Gianni Repetto, philosophe italien, penseur de la ruralité livre une réflexion à contre-courant des pensées qui ont dominé les débats durant les élections italiennes. Cet intellectuel, metteur en scène, écrivain, poète dans son dialecte et chanteur, vient lui-même d’une famille paysanne du Piémont. Enraciné très à gauche, il est l’auteur de « La Communauté invisible, un long adieu à la ruralité » (2014).
Gianni Repetto est intervenu à l’occasion d’un « open-lab + brunch » organisé à Vienne le 25 février dernier par les chanteuses du groupe Cowbirds sur le thème “Songlines and Philia”. Ces chanteuses interprètent un répertoire traditionnel corse et sarde et comprennent que sa beauté provient d’un enrracinement communautaire fort. Par ce geste, elles posent une question ouverte à une époque évannescente ou toute appartenance se dilue dans un indiviualisme stérisilant.
Gianni Repetto a donc tenu une conférence sur le thème : « Tradition locale et culture universelle – les raisons d’une médiation ». Il comprend que l’identité n’est pas en opposition avec l’ouverture, mais qu’elle en est la condition. Car selon lui, il y a plus de points communs entre un berger Massaï et un berger piémontais, qu’entre les populations de migrants et la culture individualiste véhiculée par la société de consomation.
Extraits :
« c’est un moment crucial de l’histoire de l’Europe : une crise économique, politique et sociale investit l’Union et les Etats, à l’intérieur desquels l’intérêt local prévaut sur le communautaire et le bien d’un pays engendre souvent des difficultés pour un autre. Tous sont prompts à réclamer les fonds de l’Union, sans être pour autant décidés à respecter les pactes contractés, aussi bien d’un point de vue politique que socio-économique ; la question des migrants est affrontée de façon isolée par chaque Etat et dans plusieurs pays avec des mesures exclusives qui réveillent la mémoire d’un passé tragique.

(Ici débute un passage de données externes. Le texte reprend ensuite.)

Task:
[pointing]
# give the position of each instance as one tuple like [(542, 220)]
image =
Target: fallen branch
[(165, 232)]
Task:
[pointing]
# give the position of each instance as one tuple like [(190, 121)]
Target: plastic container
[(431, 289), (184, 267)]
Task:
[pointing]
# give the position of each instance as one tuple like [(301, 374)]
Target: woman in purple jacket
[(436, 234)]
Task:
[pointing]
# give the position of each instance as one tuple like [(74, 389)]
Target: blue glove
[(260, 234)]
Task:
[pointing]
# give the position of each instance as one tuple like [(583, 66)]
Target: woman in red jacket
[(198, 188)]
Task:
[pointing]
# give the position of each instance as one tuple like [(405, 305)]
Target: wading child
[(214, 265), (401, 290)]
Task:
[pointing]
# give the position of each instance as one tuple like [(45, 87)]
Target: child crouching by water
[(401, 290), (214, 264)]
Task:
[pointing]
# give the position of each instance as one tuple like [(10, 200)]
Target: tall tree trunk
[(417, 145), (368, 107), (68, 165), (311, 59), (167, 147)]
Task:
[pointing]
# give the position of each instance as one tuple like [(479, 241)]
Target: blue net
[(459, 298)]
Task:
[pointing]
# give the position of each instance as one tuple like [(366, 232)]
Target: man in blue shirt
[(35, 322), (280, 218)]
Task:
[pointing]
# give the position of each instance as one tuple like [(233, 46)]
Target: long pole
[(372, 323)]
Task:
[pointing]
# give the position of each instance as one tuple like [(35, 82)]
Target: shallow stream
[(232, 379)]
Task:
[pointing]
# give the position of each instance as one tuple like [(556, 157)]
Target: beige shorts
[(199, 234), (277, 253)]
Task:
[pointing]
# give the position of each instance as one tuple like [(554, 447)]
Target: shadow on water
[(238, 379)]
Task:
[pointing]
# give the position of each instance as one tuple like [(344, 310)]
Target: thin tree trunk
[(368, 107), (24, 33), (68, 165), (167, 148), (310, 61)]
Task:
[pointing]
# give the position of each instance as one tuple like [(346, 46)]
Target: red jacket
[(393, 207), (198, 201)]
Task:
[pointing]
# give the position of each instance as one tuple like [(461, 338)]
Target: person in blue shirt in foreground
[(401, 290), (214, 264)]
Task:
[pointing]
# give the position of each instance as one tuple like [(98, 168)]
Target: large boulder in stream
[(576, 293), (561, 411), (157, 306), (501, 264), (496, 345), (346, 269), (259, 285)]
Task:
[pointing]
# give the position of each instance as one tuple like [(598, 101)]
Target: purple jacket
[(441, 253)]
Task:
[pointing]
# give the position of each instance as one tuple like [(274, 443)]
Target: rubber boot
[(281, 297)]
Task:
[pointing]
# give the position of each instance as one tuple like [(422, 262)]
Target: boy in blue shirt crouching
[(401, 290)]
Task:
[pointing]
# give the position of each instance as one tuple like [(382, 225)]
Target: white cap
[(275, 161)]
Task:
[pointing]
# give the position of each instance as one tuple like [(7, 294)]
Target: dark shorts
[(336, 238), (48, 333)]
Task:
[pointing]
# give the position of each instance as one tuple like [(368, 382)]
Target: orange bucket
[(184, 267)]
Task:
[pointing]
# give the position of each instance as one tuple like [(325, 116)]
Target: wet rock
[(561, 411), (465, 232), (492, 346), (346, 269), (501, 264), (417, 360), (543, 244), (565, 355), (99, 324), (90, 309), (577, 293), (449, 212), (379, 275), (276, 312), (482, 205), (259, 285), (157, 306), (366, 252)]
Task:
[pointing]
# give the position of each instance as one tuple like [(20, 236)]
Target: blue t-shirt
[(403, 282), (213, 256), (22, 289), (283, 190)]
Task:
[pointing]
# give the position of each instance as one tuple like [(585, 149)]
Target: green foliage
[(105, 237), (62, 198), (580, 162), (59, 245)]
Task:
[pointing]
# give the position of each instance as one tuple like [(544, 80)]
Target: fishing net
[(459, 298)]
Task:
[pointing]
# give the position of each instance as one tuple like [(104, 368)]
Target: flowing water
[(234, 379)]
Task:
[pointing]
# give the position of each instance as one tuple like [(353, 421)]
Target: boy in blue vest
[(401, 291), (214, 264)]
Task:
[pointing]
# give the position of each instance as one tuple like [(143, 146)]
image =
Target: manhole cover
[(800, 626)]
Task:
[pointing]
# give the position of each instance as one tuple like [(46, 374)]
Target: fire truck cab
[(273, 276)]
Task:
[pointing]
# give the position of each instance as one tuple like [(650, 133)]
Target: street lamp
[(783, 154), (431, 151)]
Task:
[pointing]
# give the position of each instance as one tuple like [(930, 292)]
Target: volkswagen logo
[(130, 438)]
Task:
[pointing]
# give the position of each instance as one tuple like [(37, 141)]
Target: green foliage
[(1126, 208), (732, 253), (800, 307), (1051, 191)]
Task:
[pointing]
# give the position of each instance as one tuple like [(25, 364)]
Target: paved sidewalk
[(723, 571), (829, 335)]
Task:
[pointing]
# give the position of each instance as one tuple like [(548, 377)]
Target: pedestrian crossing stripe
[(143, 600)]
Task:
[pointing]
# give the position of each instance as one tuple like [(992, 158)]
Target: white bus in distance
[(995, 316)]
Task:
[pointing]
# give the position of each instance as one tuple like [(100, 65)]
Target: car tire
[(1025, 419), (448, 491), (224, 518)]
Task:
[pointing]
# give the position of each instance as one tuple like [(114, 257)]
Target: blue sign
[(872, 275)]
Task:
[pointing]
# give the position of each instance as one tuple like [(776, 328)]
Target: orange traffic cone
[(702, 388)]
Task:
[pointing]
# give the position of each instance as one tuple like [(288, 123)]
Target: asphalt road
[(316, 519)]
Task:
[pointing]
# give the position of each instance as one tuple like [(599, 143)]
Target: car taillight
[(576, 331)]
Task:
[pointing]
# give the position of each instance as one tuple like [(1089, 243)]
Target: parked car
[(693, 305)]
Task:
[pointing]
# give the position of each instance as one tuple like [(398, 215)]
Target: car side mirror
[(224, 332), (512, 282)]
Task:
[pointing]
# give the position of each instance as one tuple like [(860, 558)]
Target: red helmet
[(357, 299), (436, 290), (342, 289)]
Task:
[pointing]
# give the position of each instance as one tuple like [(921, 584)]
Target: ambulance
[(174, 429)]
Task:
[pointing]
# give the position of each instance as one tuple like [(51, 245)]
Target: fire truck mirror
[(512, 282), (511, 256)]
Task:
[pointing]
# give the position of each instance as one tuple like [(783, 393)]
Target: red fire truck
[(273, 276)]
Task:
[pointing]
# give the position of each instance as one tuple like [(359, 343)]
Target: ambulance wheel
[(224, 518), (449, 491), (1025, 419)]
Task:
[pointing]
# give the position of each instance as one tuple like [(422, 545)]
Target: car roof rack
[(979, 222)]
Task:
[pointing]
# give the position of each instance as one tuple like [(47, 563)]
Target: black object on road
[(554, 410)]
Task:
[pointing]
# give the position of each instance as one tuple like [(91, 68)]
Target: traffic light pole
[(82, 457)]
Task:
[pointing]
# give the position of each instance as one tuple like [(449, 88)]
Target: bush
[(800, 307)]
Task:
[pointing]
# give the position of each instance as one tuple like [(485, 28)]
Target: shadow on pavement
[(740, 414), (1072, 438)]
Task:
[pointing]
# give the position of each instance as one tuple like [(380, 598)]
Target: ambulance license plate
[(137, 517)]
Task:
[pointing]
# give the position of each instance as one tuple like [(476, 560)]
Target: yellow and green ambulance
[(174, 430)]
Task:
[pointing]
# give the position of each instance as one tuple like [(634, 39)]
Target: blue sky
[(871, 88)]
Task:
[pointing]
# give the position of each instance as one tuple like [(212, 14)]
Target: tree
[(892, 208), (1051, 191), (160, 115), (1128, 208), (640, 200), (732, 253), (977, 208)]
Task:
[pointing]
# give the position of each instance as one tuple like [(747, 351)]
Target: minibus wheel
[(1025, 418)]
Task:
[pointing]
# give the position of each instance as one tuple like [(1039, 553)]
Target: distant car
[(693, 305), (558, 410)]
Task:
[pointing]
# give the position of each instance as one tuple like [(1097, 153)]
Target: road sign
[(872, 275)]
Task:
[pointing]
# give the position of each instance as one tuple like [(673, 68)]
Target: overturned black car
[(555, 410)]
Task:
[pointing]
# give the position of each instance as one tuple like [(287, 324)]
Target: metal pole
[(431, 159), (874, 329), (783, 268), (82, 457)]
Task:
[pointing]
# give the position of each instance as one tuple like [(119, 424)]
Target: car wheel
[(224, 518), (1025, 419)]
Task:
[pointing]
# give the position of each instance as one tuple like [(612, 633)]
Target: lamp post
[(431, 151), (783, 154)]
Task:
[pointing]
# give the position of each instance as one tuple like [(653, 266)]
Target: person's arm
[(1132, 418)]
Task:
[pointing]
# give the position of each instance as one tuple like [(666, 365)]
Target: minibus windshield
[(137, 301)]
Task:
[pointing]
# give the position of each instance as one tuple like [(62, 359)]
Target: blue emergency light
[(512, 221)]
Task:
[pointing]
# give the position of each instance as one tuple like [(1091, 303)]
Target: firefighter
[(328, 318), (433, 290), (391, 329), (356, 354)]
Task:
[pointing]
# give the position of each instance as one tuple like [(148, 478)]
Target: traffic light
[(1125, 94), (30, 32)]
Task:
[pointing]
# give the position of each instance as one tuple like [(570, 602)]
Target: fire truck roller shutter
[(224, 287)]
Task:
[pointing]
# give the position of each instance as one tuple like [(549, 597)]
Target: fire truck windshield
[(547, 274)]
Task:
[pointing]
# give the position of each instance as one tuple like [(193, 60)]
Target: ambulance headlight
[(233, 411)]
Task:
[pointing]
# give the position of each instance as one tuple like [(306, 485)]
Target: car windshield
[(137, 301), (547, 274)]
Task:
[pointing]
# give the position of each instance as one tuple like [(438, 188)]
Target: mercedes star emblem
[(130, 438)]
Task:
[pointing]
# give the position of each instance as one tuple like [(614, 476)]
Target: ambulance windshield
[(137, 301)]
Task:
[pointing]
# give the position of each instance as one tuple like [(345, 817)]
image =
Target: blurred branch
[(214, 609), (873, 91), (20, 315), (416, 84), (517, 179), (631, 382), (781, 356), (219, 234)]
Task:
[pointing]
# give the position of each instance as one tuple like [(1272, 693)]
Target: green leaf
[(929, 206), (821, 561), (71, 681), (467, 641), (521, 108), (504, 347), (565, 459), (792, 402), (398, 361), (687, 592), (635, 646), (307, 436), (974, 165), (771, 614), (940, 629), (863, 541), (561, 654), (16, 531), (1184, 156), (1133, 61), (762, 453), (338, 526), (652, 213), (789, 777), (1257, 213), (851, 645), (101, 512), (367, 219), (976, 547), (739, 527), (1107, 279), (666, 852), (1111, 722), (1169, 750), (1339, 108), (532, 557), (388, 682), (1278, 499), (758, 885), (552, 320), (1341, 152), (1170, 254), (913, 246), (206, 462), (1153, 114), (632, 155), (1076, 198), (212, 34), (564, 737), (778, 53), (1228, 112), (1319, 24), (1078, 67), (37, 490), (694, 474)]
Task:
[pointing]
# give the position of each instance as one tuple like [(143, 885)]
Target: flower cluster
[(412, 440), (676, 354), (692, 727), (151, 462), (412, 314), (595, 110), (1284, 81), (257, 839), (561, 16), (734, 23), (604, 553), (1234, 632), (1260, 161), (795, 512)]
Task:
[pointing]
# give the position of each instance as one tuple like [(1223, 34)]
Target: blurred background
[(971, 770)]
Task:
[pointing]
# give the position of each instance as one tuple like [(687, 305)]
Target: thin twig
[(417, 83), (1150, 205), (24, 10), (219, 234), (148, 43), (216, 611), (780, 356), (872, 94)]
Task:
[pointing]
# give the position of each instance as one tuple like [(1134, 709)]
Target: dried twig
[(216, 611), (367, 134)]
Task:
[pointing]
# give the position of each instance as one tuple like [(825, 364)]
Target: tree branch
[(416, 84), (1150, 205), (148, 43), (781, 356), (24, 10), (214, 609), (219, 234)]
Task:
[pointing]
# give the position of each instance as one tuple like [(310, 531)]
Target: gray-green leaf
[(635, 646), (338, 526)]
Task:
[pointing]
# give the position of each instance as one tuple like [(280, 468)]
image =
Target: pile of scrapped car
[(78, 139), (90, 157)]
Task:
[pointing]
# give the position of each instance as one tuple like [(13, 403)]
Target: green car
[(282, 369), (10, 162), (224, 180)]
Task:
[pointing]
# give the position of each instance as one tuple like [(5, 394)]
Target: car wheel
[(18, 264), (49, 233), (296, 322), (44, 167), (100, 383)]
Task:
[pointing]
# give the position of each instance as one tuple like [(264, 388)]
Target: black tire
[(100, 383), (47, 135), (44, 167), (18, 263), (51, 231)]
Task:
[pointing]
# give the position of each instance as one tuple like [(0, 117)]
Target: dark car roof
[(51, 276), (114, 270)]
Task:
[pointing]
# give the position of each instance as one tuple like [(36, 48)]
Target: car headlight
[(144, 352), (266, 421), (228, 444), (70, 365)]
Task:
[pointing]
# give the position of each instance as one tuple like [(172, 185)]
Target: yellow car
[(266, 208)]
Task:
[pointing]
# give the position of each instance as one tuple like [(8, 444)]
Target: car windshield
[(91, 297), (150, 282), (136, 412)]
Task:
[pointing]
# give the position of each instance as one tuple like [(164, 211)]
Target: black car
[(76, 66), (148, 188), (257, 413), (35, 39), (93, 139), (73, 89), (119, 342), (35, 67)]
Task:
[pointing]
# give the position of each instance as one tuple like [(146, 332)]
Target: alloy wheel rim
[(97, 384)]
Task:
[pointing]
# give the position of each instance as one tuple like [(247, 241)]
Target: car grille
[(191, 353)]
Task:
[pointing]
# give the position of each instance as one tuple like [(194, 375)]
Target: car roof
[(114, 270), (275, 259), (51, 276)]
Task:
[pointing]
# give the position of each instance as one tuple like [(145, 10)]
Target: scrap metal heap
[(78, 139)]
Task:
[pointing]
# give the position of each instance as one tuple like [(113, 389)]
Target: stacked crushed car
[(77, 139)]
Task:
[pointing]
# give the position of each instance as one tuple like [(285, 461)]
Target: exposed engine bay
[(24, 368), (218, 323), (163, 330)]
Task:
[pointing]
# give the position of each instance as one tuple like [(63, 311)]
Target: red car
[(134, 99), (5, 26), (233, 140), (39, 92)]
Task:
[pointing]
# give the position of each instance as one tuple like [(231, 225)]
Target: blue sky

Une situation à risque, qui impose une réflexion approfondie sur ce qui se passe dans les élites de gouvernement et l’imaginaire des populations européennes, et sur comment tout cela pourrait engendrer l’éclatement de l’Union et même la fin du rêve communautaire.
En analysant tout cela, on ne peut faire abstraction de l’impact dévastateur sur les populations de la globalisation des biens de consommation et de la communication qui se sont insinuées dans leurs vies et leurs relations, suscitant insécurité et perte de repères. Les peurs se sont multipliées et reportées sur des « boucs émissaires », d’un côté la classe politique locale rendue coupable de ne pas avoir su défendre contre l’expropriation identitaire, d’un autre côté les migrants porteurs d’une diversité ethnique et culturelle qui effraie. Le résultat le plus immédiat est la désaffection croissante des urnes et la résurgence d’attitudes xénophobes qui semblaient jusqu’à maintenant assoupies dans l’imaginaire des peuples.
Mais comment réagit cette classe politique disqualifiée de l’histoire à son impopularité ? Elle ne se préoccupe absolument pas de la chute vertigineuse de la participation démocratique, au contraire ils voient en elle la possibilité de consolider de formes de démocratie limitée et autoritariste. Et une bonne partie souffle sur le feu de l’invasion migratoire et se fait le chantre des droits des populations nationales qu’elle n’a pas été capable de garantir sur le plan de la politique internationale.
Entre temps l’opinion publique est toujours plus clivée en deux fronts opposés qui se rigidifient sur des positions réfractaires et imperméables à toute médiation. D’un côté celui qui dépoussière le mythe de la terre, l’Heimat des populations germaniques, du sang et des cultures identitaires ; de l’autre celui qui embrasse inconditionnellement la dimension planétaire de la culture et de l’économie comme un phénomène d’émancipation humaine et civile de tous les peuples de la terre. Positions, qui, si elles sont poursuivies jusqu’au bout conduiront selon nous à la ruine de l’Europe et à un danger constant pour l’équilibre du monde.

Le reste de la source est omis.